The common difference \(d\) is given by:

\(d = \frac{9}{2} - 6 = \frac{9}{2} - \frac{12}{2} = -\frac{3}{2}\)

The sum of the first \(n\) terms of an arithmetic progression is:

\(S_n = \frac{n}{2} \left( 2a + (n-1)d \right)\)

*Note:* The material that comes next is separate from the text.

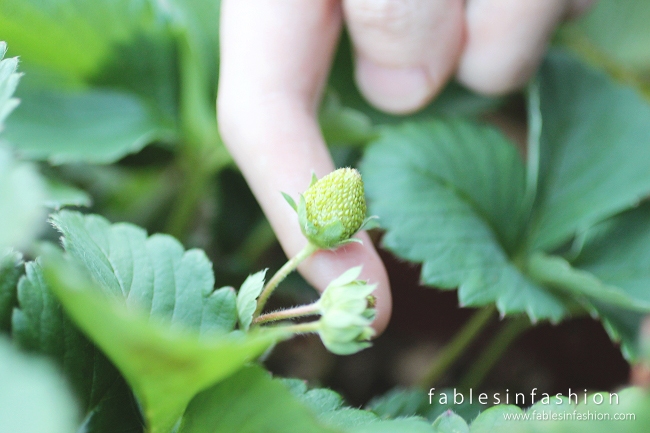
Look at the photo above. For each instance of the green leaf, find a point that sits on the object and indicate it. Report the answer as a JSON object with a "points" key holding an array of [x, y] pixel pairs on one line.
{"points": [[556, 272], [39, 325], [76, 38], [449, 422], [615, 30], [343, 125], [21, 196], [165, 367], [415, 402], [247, 298], [451, 195], [8, 83], [33, 397], [60, 194], [595, 155], [617, 252], [98, 126], [153, 273], [249, 402], [11, 269], [328, 406]]}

Substituting the values, we have:

\(S_n = \frac{n}{2} \left( 12 + (n-1)(-\frac{3}{2}) \right)\)

We need \(S_n < -480\):

\(\frac{n}{2} \left( 12 - \frac{3}{2}(n-1) \right) < -480\)

\(n \left( 12 - \frac{3}{2}n + \frac{3}{2} \right) < -960\)

\(n \left( \frac{27}{2} - \frac{3}{2}n \right) < -960\)

\(27n - 3n^2 < -1920\)

\(3n^2 - 27n - 1920 > 0\)

Solving the quadratic inequality:

\(n = \frac{9 \pm \sqrt{81 + 2560}}{2}\)

\(n = \frac{9 \pm \sqrt{2641}}{2}\)

Calculating the roots, we find the least integer \(n\) is 31.